The basic, scientific papers by James Lovelock, Lynn Margulis and others are posted on Lovelock’s Website.
GAIA — FROM HYPOTHESIS TO THEORY
When the Gaia theory was first proposed, many biologists objected to the model on the grounds that Gaia appeared to operate as a “remote intelligence.” Also, that current thinking on evolutionary mechanisms, of which Natural Selection was dominant, had no place for a regulatory mechanism with an unselfish motive — to promote life. To answer those objections, Lovelock worked with Andrew Watson and Stephan Harding to create a mathematical model known as Daisyworld. For a non-technical version see the Daisyworld animation.

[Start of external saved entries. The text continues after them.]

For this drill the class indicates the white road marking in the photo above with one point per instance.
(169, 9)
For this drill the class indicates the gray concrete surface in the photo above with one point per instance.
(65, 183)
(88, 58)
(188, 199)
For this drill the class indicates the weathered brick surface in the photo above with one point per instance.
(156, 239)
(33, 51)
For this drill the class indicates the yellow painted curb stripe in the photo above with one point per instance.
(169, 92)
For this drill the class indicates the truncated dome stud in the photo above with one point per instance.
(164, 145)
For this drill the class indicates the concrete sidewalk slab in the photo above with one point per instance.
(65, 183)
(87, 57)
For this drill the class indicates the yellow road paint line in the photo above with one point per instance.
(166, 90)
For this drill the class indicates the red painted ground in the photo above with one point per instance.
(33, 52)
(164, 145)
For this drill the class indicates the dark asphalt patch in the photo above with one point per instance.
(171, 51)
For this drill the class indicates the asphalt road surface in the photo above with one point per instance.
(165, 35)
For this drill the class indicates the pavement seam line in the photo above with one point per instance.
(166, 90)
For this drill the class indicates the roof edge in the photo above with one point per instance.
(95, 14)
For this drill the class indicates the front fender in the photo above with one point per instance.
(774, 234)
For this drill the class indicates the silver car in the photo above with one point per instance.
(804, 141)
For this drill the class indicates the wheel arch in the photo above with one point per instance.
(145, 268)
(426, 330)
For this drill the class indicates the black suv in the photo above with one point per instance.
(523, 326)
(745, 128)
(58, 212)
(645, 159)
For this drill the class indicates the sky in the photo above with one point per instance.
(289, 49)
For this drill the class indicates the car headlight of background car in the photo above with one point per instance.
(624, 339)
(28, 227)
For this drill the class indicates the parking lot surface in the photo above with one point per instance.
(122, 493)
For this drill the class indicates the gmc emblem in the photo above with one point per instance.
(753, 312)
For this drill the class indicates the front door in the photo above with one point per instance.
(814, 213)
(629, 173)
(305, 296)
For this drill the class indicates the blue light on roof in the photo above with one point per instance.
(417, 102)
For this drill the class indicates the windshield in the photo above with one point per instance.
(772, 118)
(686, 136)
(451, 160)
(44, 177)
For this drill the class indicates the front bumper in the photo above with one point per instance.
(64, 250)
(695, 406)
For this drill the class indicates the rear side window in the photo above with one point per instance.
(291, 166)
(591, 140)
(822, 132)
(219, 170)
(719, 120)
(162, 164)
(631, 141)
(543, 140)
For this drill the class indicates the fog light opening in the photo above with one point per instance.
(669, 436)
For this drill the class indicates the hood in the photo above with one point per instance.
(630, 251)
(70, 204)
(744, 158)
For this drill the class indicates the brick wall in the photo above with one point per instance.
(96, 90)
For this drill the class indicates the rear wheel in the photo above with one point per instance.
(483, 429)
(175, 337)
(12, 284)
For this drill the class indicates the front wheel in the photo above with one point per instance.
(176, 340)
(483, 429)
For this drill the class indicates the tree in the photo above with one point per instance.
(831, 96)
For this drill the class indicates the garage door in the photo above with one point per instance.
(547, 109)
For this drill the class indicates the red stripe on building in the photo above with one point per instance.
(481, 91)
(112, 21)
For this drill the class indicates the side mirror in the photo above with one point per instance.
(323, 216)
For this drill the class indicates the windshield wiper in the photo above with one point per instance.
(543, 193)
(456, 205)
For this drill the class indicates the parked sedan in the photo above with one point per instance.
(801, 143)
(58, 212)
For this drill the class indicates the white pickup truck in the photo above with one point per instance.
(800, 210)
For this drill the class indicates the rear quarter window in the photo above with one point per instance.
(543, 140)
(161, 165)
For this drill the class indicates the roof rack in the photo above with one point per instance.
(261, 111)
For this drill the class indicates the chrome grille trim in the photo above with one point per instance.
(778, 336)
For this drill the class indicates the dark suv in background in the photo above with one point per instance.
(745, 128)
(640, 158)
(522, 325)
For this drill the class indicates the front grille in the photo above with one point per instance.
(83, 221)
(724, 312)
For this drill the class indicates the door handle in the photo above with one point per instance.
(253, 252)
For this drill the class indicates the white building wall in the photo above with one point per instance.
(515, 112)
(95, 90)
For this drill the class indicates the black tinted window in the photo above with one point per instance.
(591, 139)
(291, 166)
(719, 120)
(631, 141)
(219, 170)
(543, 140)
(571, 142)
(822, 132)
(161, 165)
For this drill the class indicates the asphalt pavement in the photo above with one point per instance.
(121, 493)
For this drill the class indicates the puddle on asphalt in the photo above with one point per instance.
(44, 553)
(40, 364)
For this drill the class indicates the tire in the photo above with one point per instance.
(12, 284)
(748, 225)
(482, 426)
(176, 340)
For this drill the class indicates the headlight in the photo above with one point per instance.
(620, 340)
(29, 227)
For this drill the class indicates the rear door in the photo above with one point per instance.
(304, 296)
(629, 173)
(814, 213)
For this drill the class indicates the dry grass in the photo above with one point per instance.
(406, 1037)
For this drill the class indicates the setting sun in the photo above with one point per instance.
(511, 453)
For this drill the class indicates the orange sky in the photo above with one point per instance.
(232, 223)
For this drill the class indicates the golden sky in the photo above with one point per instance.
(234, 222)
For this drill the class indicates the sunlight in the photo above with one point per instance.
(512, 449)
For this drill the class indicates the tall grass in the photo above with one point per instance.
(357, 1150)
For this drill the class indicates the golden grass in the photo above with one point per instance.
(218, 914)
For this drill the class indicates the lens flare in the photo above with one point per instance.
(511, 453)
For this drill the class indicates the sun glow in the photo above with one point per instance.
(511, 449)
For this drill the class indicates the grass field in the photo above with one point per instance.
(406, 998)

In October 2006 a scientific conference was organized to bring together distinguished scientists and to discuss the status of the Gaia Theory.
OTHER “GAIAN APPROCHES”
The Gaia Theory has changed the way that both scientists and laypeople view the Earth and the Earth’s living systems. The Deep Ecology movement of the Norwegian philosopher Arne Naess, emphasizes that we, individual human beings are part of our environment. It’s not a case of us creating or destroying it. We are our environment. Nature, not only living systems but also rocks and soil are all viewed as animated. Proponents are the philosopher David Abram (The Spell of the Sensuous) also emphasize that our relationship with nature is one of participation. Stephan Harding (Animate Earth) focuses on nature as animate. Not only the biosphere, but down to the rocks, and further on the molecular level. .
GAIA IN MUSIC
The contemporary composer Paul Winter also presented his view of the Earth as a living organism in his jazz mass, Missa Gaia.